The Minister of War, General Billot, the Prime Ministers Méline and Brisson, generals of high standing such as Mercier, Boisdeffre, Gonse, Zurlinden and others, officers of lower rank and persons connected with them, were gradually mixed up with and defended such a series of attempted murders, ordered suicides, wholesale forgeries, defence and decoration of exposed spies, perjury, misrepresentation and false imprisonment that the marvel is how France survived such a tornado of turpitude. Clemenceau little knew what it would all lead to when, by no means claiming that Dreyfus was innocent, he and Scheurer-Kestner and Zola and Jaurès, and all honest Radicals and Socialists, demanded that, even if Dreyfus were guilty, he could not have been legally condemned on false evidence and forged documents: the latter never having been communicated to his counsel. It was on this ground that Clemenceau demanded a revision of the trial.
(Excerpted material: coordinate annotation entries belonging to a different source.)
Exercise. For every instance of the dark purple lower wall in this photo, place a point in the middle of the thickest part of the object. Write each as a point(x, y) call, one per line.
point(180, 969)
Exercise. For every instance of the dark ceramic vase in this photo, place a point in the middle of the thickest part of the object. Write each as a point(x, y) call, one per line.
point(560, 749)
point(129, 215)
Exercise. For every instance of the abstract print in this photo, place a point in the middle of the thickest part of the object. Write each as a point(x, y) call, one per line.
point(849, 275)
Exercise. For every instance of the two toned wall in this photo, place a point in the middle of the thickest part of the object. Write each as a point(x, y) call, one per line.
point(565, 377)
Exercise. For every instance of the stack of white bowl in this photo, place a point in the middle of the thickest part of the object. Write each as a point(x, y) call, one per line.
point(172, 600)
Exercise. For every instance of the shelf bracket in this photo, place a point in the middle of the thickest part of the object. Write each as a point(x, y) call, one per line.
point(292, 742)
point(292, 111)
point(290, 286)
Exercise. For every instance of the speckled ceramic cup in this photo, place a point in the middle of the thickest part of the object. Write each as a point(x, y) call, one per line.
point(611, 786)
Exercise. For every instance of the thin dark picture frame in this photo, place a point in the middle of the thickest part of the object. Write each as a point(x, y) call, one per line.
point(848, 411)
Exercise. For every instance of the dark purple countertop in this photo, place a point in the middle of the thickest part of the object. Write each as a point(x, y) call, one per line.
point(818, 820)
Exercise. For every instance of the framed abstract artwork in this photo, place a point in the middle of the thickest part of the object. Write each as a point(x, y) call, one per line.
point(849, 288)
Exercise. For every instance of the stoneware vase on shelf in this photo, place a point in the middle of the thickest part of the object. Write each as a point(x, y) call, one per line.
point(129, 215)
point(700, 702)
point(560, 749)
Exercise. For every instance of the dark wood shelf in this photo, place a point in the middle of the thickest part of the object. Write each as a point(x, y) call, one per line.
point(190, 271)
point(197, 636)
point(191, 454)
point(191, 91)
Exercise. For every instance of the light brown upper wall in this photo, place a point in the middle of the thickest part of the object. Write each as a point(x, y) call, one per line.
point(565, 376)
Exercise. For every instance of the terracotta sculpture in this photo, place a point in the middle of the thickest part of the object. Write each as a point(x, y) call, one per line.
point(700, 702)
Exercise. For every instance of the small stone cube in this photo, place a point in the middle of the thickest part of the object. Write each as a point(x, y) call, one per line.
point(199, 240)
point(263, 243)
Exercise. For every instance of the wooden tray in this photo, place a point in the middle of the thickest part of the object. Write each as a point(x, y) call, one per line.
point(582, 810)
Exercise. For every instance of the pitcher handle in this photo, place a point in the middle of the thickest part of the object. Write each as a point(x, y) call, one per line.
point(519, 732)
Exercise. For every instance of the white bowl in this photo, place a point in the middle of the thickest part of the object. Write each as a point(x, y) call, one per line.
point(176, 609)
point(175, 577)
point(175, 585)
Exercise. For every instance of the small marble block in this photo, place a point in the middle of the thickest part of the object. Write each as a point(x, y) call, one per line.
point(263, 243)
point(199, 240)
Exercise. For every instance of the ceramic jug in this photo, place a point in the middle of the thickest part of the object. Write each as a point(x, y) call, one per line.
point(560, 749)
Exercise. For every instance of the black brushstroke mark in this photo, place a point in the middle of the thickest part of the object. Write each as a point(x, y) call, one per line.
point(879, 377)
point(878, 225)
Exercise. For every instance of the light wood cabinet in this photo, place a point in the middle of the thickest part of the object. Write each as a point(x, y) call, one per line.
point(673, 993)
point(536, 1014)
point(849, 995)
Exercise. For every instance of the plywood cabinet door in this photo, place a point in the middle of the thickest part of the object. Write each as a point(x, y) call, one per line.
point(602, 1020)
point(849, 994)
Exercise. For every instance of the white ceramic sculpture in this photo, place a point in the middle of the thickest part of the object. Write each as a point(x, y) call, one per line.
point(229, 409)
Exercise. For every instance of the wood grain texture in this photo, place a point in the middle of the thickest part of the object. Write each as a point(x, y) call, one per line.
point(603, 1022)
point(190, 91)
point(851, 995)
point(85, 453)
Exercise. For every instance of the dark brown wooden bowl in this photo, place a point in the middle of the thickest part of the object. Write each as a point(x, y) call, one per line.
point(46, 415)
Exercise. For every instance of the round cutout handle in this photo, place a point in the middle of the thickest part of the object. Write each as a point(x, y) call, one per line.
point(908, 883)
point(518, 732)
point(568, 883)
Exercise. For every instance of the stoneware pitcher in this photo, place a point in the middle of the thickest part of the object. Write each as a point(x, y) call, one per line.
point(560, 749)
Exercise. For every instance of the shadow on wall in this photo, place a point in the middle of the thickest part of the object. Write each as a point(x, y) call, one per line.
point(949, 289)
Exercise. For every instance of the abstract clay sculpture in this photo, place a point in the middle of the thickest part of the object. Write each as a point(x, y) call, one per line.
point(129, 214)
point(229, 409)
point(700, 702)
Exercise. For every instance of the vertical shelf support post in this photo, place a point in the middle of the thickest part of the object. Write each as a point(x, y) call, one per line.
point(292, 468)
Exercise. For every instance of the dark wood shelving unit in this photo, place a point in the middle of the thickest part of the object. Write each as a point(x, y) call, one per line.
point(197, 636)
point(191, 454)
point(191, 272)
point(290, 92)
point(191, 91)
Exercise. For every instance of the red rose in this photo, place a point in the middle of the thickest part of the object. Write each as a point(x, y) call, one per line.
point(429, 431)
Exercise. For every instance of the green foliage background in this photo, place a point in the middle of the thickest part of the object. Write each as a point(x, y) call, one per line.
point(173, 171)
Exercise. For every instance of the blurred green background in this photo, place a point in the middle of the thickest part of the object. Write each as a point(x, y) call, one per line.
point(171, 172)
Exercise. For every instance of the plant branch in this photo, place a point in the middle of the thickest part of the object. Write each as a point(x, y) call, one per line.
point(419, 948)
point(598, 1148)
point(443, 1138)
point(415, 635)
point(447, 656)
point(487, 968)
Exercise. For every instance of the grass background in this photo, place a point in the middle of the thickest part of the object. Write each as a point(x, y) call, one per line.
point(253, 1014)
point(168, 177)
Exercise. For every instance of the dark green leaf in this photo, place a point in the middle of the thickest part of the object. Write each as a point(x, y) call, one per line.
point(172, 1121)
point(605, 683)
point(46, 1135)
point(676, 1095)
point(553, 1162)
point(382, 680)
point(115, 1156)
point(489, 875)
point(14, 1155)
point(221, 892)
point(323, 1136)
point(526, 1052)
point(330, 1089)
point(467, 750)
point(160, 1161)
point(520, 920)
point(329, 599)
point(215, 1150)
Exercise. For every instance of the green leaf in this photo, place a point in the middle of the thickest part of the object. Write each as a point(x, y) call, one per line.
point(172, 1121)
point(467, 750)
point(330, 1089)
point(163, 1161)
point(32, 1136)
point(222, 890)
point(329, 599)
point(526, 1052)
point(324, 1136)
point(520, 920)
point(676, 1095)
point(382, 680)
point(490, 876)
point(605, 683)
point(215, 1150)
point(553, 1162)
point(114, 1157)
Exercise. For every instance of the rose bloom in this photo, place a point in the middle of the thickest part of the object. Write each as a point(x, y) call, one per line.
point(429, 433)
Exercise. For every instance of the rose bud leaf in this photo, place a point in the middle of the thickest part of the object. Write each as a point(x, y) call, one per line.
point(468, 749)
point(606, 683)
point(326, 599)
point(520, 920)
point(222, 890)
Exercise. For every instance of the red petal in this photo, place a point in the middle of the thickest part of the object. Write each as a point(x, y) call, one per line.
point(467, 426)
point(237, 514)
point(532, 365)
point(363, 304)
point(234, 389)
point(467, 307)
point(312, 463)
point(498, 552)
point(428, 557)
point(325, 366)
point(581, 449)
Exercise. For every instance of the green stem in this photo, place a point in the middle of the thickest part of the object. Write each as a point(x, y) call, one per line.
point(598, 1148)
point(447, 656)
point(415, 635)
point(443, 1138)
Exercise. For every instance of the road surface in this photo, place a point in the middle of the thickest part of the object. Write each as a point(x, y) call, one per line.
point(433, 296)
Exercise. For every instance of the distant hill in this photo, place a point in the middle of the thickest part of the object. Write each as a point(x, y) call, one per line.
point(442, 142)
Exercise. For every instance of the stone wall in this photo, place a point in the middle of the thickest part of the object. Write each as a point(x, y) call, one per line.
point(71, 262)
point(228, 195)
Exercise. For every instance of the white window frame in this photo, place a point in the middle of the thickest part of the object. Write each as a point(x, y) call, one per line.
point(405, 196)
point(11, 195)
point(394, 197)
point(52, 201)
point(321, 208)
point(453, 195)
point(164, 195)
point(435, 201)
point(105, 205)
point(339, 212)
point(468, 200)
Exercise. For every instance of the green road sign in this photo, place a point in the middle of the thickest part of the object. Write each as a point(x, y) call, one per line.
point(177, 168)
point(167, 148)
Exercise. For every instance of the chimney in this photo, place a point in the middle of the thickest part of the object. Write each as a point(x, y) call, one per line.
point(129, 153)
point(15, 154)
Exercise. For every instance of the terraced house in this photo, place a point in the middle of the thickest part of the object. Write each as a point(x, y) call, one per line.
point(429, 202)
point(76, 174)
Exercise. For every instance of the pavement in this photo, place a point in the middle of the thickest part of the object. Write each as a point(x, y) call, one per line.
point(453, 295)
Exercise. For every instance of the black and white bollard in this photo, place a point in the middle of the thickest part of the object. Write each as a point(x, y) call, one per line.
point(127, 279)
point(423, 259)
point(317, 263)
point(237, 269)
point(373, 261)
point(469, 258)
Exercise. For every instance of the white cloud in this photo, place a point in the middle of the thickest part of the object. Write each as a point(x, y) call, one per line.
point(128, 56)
But quite early in the fray the defenders of the Court Martial became desperate in their determination that the matter should never be thoroughly investigated. The honour of the army was at stake. Colonel Picquart, a man of the highest credit and capacity, comes to the conclusion in the course of his official inspection of documents at headquarters that the incriminating paper on which Dreyfus was condemned, but which he was never allowed to see, was not in his handwriting at all, but in that of Major Esterhazy, an officer disliked and distrusted by all fellow-officers with whom he had served. Picquart, in fact, suspected that Esterhazy was a Prussian spy and that he forged the bordereau which convinced the Court Martial of Dreyfus’s guilt. But before this, in 1894 when the story leaked out that an officer having relations with the General Staff was suspected of treachery, it was not Dreyfus whose name was first mentioned. His old comrades said with one accord, “It must be Esterhazy: we thought so.” Esterhazy, however, soon made himself necessary to the army chiefs and their Catholics. If his character was blasted publicly, down these gentry would come, and with them the whole of the proceedings against Dreyfus. They therefore suggested to Picquart that he should simply hold his tongue. “You are not at l’Ile du Diable,” they said. But Picquart would persist, so they sent him off to Tunis. However, thanks to Scheurer-Kestner and others, the truth began to come out, and Picquart still refused to be silenced. So instead of dealing with Esterhazy, they arrested his accuser and gave the Major a certificate of the very highest character.

As it began, so it went on. Clemenceau’s daily articles and attacks drove the militarists, the Catholics, the anti-Semites, and the reactionaries generally, into a fury. Colonel Henry, Colonel Paty du Clam, the Jesuit Father du Lac, the editors and contributors of the Figaro, the Echo de Paris (the special organ of the Staff), the Gaulois were in a permanent conspiracy with the generals named above, and the General Staff itself, to prevent the truth from being known. It was all of no use. Picquart under lock and key was more effective than Picquart at large. Slowly but surely men of open mind became convinced that, little as they wished to believe it, something was wrong. But these were always the minority. Few could grasp the fact that an innocent man was being put in chains on the Ile du Diable, virtually because there was an agitation in favour of his re-trial in Paris.